Des obstacles techniques et réglementaires doivent encore être surmontés, avec en particulier le choix d’une procédure de prélèvement et une modification de l’arrêté encadrant cette activité. L’objectif est de débuter le prélèvement chez ces donneurs Maastricht 3 d’ici à la fin 2025.
Développement de machines de perfusion
Une autre perspective pour faciliter l’accès à la transplantation concerne l’amélioration de la préservation des greffons lors de leur transport entre le centre de prélèvement et le centre de greffe. Ces conditions de préservation pendant le transport jouent un rôle important dans la survenue des dysfonctions précoces des greffons, observées actuellement dans 40 % des cas. De plus, l’ischémie contemporaine du transport, lorsque les greffons sont conservés avec des machines de préservation classiques, limite les possibilités d’échanges de greffons entre des territoires distants.
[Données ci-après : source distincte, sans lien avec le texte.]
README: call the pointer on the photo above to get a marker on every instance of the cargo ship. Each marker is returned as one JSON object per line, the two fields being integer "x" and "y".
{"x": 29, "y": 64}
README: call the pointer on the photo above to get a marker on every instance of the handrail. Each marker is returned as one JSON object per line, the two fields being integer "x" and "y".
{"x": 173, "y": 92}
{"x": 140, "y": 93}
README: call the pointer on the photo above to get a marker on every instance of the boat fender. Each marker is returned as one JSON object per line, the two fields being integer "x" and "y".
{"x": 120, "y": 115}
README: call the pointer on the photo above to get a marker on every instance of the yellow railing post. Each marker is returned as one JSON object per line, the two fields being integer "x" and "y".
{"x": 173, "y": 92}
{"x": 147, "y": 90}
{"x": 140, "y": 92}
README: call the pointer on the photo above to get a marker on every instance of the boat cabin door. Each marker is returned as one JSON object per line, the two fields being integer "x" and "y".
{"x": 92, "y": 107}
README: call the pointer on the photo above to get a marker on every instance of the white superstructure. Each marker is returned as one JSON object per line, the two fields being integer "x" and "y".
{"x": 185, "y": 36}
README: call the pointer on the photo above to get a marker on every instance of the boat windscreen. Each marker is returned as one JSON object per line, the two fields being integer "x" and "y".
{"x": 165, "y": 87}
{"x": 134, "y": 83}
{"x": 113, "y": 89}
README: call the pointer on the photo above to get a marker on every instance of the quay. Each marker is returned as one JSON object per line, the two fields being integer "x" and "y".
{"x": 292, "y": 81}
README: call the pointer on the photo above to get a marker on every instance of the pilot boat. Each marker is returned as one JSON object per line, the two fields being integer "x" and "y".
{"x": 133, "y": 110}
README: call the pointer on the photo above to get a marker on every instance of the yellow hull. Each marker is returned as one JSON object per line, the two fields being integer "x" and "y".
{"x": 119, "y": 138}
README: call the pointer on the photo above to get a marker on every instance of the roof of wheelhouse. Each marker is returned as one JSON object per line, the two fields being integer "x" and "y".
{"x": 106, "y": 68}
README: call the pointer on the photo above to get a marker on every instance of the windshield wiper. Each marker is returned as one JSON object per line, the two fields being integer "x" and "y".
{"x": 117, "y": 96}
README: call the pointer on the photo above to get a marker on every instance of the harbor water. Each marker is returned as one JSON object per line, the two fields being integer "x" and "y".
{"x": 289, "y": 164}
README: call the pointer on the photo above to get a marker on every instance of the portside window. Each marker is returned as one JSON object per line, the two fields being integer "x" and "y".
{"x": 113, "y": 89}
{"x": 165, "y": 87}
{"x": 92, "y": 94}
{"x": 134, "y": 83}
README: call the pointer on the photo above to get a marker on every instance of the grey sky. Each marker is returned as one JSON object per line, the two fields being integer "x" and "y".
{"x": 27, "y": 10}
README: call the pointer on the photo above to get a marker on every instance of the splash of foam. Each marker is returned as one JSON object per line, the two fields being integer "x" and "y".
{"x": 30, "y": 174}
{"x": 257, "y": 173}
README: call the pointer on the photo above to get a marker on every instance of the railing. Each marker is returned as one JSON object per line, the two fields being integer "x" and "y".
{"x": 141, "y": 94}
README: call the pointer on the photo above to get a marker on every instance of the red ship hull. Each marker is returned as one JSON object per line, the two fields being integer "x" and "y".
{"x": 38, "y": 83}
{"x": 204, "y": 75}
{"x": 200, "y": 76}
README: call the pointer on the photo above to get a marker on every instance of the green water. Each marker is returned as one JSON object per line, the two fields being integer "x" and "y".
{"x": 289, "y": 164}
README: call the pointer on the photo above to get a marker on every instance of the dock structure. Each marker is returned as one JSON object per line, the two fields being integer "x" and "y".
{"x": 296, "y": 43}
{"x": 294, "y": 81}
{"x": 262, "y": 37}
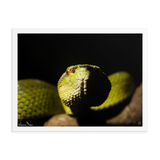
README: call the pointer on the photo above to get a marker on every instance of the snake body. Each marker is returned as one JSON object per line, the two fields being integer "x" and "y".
{"x": 81, "y": 88}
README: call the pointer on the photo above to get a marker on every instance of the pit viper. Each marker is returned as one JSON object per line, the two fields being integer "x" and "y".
{"x": 81, "y": 88}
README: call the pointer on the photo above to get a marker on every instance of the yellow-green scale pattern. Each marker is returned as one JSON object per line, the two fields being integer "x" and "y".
{"x": 122, "y": 87}
{"x": 36, "y": 99}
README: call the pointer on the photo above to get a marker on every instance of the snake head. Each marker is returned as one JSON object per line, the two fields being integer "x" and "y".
{"x": 81, "y": 87}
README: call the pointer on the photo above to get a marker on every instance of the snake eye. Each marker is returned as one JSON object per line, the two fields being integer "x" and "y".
{"x": 67, "y": 71}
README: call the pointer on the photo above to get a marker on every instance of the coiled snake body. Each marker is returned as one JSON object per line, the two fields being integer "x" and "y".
{"x": 81, "y": 88}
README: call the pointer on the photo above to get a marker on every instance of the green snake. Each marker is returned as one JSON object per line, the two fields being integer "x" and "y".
{"x": 81, "y": 88}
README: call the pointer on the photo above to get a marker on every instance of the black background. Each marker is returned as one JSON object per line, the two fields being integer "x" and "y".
{"x": 46, "y": 56}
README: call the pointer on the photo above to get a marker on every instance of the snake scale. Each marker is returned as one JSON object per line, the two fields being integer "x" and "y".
{"x": 81, "y": 88}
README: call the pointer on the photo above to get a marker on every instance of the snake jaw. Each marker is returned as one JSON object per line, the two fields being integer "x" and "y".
{"x": 85, "y": 87}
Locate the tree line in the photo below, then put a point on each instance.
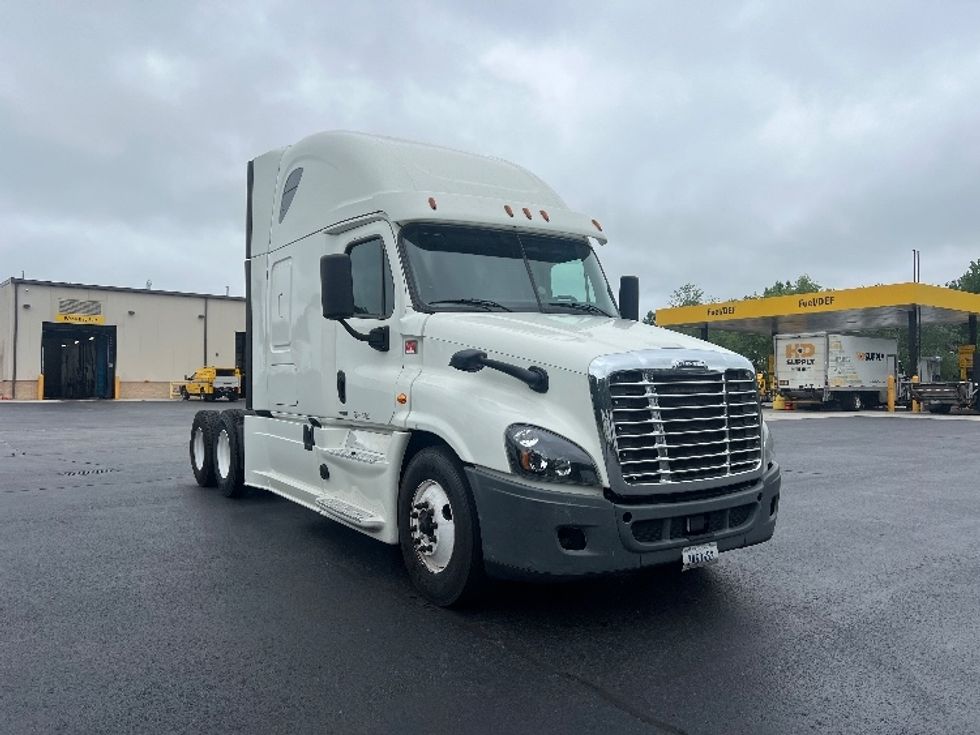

L’arrivée de machines permettant de perfuser les greffons cardiaques en hypo- ou en normothermie avec des solutions oxygénées, constitue potentiellement une innovation de rupture. Alors que la durée d’ischémie d’un greffon est à l’heure actuelle limitée à 4 heures, ces machines de perfusions ont d’ores et déjà pu permettre de transplanter des cœurs conservés pendant 12 heures — transportés par avion des Antilles à la métropole.
La prolongation de la durée de conservation des greffons ouvre la voie à un changement radical de l’organisation des greffes, permettant par exemple, d’opérer le jour plutôt que la nuit dans un contexte plus sûr, ou de mutualiser les prélèvements de greffons entre plusieurs équipes utilisant une plateforme commune de perfusion.
Vers des greffes interespèces
Enfin, une voie d’avenir qui pourrait s’ouvrir à plus long terme concerne la greffe de cœur d’animaux transgéniques. La réalisation de ces xénotransplantations est devenue une réalité grâce à la technique Crispr-Cas9, qui permet l’insertion et la délétion de gènes dans le génome de ces animaux. Ainsi, une première greffe humaine utilisant un cœur de cochon chez lequel dix gènes avaient été modifiés a été réalisée en 2022, chez un patient qui a survécu deux mois après la greffe. En septembre 2023, une seconde greffe a été effectuée à partir d’un cœur de cochon transgénique. Cependant, de nombreux obstacles persistent, que la recherche doit encore dépasser : rejet de greffe interespèce, risque infectieux lié aux virus porcins, problématiques éthiques et réglementaires concernant les organes génétiquement modifiés.